Revisiting Opting In, Opting Out
Maintaining an adequate supply of affordable housing is among HUD’s main priorities, which the agency strives to achieve through a number of policies and programs. To meet this preservation goal, however, researchers and policymakers need to understand why some HUD-assisted properties leave the affordable market.
In 2006, HUD published Multifamily Properties: Opting In, Opting Out and Remaining Affordable, which examined the loss of housing units from HUD’s portfolio of affordable properties. The report focused on Section 8 project-based rental assistance and the Section 236 and 221(d)(3) Below Market Interest Rate (BMIR) mortgage subsidy programs. By looking at housing data between1998 and 2004, researchers were able to explain why some property owners would choose to not renew Section 8 contracts or prepay their subsidized mortgages (known as “opt-outs”), thus converting their affordable housing units into market-rate units. The report found that property owners were more likely to opt out of the affordable housing market if the owners were for-profit corporations, if their properties primarily served families, or if the properties’ rents were low compared with the Fair Market Rent (FMR) for the area.
In Opting In, Opting Out a Decade Later, part of the Office of Policy Development and Research’s Multidisciplinary Research Team series, researchers updated the 2006 report with point-in-time, property-level datasets from 2005 and 2014 to address the following questions:
- Do basic characteristics such as location, ownership, physical attributes and neighborhood characteristics explain differences in the prevalence of opt-outs/prepayments and opt-ins?
- How have the patterns and trends in opt-outs and prepayments changed in recent years?

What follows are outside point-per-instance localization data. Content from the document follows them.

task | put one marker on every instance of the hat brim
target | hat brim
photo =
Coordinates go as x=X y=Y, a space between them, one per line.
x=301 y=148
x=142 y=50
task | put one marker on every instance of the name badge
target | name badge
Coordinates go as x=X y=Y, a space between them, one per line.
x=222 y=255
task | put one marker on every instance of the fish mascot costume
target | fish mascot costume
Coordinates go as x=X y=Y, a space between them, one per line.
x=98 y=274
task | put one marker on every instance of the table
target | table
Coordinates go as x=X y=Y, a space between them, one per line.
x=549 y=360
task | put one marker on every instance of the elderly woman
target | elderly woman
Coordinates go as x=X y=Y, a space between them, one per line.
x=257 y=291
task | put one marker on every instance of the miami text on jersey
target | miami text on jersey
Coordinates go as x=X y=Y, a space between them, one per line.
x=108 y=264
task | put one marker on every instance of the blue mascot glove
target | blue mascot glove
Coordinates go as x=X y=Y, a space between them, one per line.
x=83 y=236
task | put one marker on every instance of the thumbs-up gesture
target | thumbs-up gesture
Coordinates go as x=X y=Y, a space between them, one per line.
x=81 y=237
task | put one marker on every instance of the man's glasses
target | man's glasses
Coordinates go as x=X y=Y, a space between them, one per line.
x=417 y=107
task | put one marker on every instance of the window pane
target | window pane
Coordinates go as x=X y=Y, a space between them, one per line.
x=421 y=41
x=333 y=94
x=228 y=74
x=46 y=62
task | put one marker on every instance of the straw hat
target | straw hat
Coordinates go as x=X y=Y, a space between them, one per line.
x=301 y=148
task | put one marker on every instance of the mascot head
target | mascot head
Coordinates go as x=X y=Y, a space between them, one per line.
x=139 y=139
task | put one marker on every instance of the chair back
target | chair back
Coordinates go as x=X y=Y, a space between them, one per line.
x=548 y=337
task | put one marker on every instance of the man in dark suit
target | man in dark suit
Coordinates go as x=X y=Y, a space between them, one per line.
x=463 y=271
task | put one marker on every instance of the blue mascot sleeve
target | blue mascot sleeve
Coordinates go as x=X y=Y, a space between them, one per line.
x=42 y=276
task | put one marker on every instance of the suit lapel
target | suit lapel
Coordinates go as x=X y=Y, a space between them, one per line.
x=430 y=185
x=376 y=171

After conducting a cross-tabulation study and a multivariate regression analysis, the researchers determined that their findings were not too dissimilar from those of the original report.
- Between 2005 and 2014, the Section 8 portfolio was stable. In 71 percent of cases, property owners actively decided to opt in and renew their Section 8 assistance contracts. In addition, a significant number of developments continued to receive Section 8 assistance without needing to renew their contracts.
- Section 236 and Section 221(d)(3) mortgage subsidy programs largely wound down during the observed period; by 2014, these loans were terminated due to either prepayment or maturity. However, properties that had both a mortgage subsidy and a Section 8 contract in 2005 were likely to continue as Section 8 properties in 2014 even if their mortgages matured or were prepaid.
- Opt-outs and prepayments were more likely to occur in properties that had low ratios of rent to FMR (indicating that owners would rather place the units on the open market), were owned by for-profit companies, or were designated for occupancy by families (as opposed to seniors or disabled residents). These variables, however, were much less influential than they were at the time of the 2006 report.
- Other factors that contributed to opt-outs or prepayments were strong neighborhood rental markets, strong regional home sales markets, lower physical inspection scores, and the prevalence of partial rather than full coverage of units in developments with rental assistance contracts.
In addition to looking at Section 8 and Section 236/BMIR properties, the updated study also looked at properties with Section 202 Direct Loan subsidies combined with Section 8 rental assistance and those that were eligible for conversions under the Rental Assistance Demonstration (RAD). Among owners of Section 202 housing that had a Section 8 contract come up for renewal, 96 percent opted to renew the Section 8 contract. In roughly half of these properties, however, the Section 202 loan was terminated, suggesting that a large portion of this inventory is transitioning to new forms of financing. The few properties whose owners did not renew their Section 8 contracts were likely to be small properties built in the 1980s. Under the RAD program’s Component 2, properties with rental units under older assistance programs such as Rent Supplement and the Rental Assistance Program can convert their units to project-based Section 8 vouchers. The report found that 63 out of 321 eligible properties converted to Section 8 rental assistance in 2014; most of these were older, larger proprieties located in suburban areas.
Preserving the existing stock of affordable rental units is key to maintaining a healthy supply of affordable housing. With a number of HUD programs and contracts set to expire in the coming years, preservation advocates must assess what factors make owners of HUD-assisted proprieties renew or opt out of rental assistance contracts. Studies such as this one may help policymakers develop strategies to maintain a healthy stock of affordable housing.
Advocates, however, should not to restrict their focus only on properties with traditional risk factors such as those seen in the 2006 and updated reports; they must be careful not to assume that other properties are immune from opt-out risk. Although the original and updated study showed that properties that are prone to opt outs exhibit similar characteristics, a number of factors not observed in the two studies could contribute to the risk of loss of affordable HUD-assisted housing in the coming years. Further research should be done to better understand the current and future environment for preservation and the risk of loss to the HUD-assisted housing inventory.